Fascinated by Machine Learning from a young age.
Early Fascination with Technology
I've always been fascinated by technology even before I knew what programming was. My fascination started as a kid who always loved tinkering with computers, including editing HTML and CSS files and little shell scripts.
First Steps in Programming
My first encounter with programming happened during my first undergraduate degree in Computer Science, where I learned the basics of the C Programming Language. I've been fascinated by the ability to program inanimate objects ever since.
It was also at this time that I took up university-level statistics and calculus, laying the mathematical groundwork for what would become a lifelong passion.
Architecture & Computational Design
Even as an undergraduate student in Architecture, my love for programming followed me. I studied Python on my own and delved deep into an emerging field called Computational Design—an interdisciplinary field that combines Architecture, Design, and Computer Science.
Discovering Machine Learning
In addition to being fascinated by programming during my undergraduate years, what fascinated me even more was the rapidly growing field of Machine Learning. I remember tenaciously following developments from the best AI companies in the world like DeepMind and OpenAI.
I still vividly remember being so fascinated by OpenAI's developments at a time when I was still a Python beginner. I was even more fascinated when they showcased their AI (OpenAI Five) as capable of playing one of the most complex esports in Dota 2.

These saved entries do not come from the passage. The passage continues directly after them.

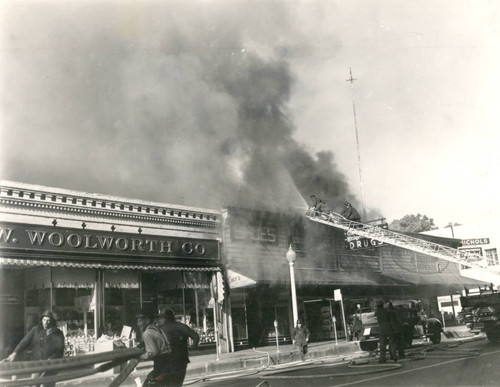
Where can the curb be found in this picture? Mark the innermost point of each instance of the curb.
(204, 370)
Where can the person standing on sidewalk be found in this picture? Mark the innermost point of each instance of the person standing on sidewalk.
(300, 338)
(45, 340)
(156, 348)
(386, 332)
(177, 335)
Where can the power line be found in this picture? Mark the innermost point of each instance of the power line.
(351, 79)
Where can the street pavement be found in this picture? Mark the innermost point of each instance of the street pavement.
(204, 365)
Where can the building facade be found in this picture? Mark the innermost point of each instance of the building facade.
(329, 262)
(482, 240)
(97, 260)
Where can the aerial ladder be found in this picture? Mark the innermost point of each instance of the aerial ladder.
(371, 231)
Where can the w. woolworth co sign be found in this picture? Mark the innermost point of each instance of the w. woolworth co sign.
(14, 236)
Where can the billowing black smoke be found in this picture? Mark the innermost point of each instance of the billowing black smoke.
(169, 102)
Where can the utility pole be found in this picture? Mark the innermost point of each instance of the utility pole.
(351, 79)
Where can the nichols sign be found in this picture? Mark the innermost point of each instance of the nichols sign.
(37, 238)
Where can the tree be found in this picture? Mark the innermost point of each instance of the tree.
(413, 223)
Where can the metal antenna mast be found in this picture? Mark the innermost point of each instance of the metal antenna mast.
(351, 79)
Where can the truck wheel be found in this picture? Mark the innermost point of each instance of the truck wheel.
(368, 346)
(436, 338)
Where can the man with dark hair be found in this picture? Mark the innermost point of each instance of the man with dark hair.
(177, 335)
(386, 332)
(318, 204)
(350, 212)
(156, 348)
(45, 340)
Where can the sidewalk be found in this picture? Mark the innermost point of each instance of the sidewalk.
(205, 364)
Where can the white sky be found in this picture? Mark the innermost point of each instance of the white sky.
(426, 94)
(426, 103)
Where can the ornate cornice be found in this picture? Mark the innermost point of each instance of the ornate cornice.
(27, 197)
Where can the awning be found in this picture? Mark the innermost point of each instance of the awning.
(12, 262)
(237, 280)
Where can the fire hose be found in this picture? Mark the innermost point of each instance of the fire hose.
(70, 367)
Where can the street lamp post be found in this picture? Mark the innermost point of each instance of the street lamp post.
(290, 257)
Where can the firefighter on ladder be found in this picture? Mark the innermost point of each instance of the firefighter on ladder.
(317, 206)
(350, 213)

The 3Blue1Brown Revelation
Around 2017, 3Blue1Brown released his seminal series on the mathematics behind deep learning and neural networks. It has since been a very strong impetus for me to take programming even more seriously than I already had.

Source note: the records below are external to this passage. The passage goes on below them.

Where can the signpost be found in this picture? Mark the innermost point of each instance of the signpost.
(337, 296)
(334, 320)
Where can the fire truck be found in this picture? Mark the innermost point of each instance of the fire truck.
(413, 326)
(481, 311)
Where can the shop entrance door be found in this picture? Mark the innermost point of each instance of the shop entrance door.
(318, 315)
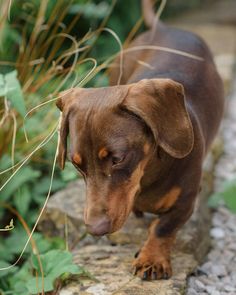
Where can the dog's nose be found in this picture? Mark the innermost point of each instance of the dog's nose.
(99, 227)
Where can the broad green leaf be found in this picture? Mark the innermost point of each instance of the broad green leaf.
(35, 285)
(19, 279)
(56, 263)
(16, 240)
(14, 92)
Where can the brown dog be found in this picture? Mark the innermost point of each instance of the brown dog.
(140, 146)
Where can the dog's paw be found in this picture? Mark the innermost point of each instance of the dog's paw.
(150, 266)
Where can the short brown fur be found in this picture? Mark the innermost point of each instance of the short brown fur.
(156, 127)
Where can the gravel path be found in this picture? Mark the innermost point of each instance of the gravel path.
(218, 274)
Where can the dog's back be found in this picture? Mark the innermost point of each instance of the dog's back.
(166, 52)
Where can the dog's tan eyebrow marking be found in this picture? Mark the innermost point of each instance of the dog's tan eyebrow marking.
(103, 153)
(77, 158)
(146, 148)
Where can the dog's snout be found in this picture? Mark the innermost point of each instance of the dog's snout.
(99, 227)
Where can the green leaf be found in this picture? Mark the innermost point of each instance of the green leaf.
(22, 199)
(35, 285)
(230, 198)
(56, 263)
(5, 253)
(14, 92)
(4, 273)
(2, 86)
(26, 174)
(215, 200)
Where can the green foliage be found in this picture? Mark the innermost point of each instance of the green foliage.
(37, 59)
(226, 197)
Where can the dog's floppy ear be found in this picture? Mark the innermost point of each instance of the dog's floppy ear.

I remember being so impressed with the idea that something as simple as perceptrons, when combined, can model almost anything we can imagine. I've always been equally fascinated by the fact that the overall effect of a neural network is that it basically acts as a universal function approximator—meaning theoretically that if you can represent anything as input that a machine can understand, then a neural network can be designed to approximate the function that generates that input.
After coming across that series, for the first time, I found out that AI/Machine Learning involved some of the most fascinating topics I have ever come across: Programming, Neuroscience, Multivariable Calculus, and Linear Algebra.
Where I Am Today
Fast forward to today, I have successfully studied the foundations of Software Engineering (or as Machine Learning Engineers would call them— Software 1.0).
I have since become confident due to a combination of having studied complex programming topics and having sufficient knowledge on the foundations of ML (Python, Calculus, Linear Algebra) that I am now ready to take the next stage of my life—studying Machine Learning, aka, Software 2.0.